For users with fewer than 40,000 emails, it was fine. But for power users with massive inboxes, the math fell apart. Multiple SQS batches would hit the rate limit simultaneously. The 60-second window wasn't long enough to clear the Google block, leading to more retries, more 429s, and a cascading failure that increased the block time exponentially. I realized I didn't just need a queue; I needed a State Machine.

The Solution: The "Scatter-Gather" Step Function

I needed a way to strictly control the flow of execution. If "Batch 1" hit a rate limit, the entire process needed to pause until that block cleared before "Batch 2" even started.

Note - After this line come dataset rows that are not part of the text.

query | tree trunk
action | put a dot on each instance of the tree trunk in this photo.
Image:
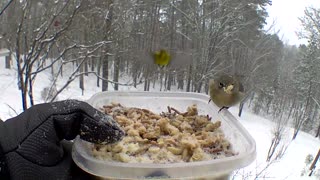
(313, 165)
(105, 64)
(98, 72)
(189, 79)
(81, 78)
(105, 73)
(116, 72)
(8, 61)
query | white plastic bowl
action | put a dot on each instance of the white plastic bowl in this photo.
(242, 143)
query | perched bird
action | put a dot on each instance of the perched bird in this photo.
(162, 58)
(225, 91)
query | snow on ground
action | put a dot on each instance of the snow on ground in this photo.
(289, 167)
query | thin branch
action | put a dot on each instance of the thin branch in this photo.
(5, 7)
(12, 109)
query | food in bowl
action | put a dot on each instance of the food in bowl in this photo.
(168, 137)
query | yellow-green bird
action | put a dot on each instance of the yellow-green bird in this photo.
(225, 91)
(162, 58)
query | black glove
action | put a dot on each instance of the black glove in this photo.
(30, 142)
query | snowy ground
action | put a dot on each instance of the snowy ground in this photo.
(289, 167)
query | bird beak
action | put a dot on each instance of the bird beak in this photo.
(228, 89)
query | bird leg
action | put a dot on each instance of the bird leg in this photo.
(223, 107)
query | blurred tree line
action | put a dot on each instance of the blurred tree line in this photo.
(114, 39)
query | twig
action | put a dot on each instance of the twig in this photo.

I decided to move to a Scatter-Gather pattern using AWS Step Functions. This allowed me to:

Fetch IDs: Fetch 500 IDs at a time (even fetching the IDs can hit limits once you pass 40k emails).
Strict Flow Control: Process the batch, respect the rate limit, then move to the next 500.
Software-Level Backoff: Implement an exponential wait step within the flow so that retries didn't stack on top of each other at the API gateway level.

The Hurdle: SST Didn't Speak Step Functions

At the time, Glim was built entirely on SST (Serverless Stack). I loved the developer experience of SST, but there was a major missing piece: it didn't have a built-in construct for Step Functions.

I had two choices: manually write raw Pulumi code (which would feel out of place in my clean SST codebase) or build a native SST construct myself.

I chose the latter. I designed the component using a linked-node architecture. I visualized the state machine as a circular tree where each node connects the steps of the SF. I wrote the logic to compile this tree into the exact JSON format required for Pulumi (the backend of SST) and pushed it to AWS.

Giving Back to the Community

Once I had a working version, I didn't want to keep it in a silo. I forked the SST repository, integrated my new StepFunctions component, and used it to successfully fix the Glim inbox sync. It handled 100,000+ emails without breaking a sweat.

Seeing it work in production, I opened a Pull Request.

After several rounds of refinement, the code was merged. Today, that construct—born out of a desperate need to sync 100,000 emails without hitting a Google rate limit—is available for everyone in the SST ecosystem to use.

Lessons Learned

Queues aren't Orchestrators: SQS is great for decoupling, but when you need to "stop the world" to wait for a rate limit, Step Functions are superior.
Understand the Quota: If I hadn't dug into the 20-unit weight of a messages.get request, I would have kept guessing why my Lambda was failing.
Scratch your own itch: The best open-source contributions come from solving real-world production problems.

Now, whether you're syncing a massive inbox or orchestrating a complex AI pipeline, you can do it natively within SST. Happy coding!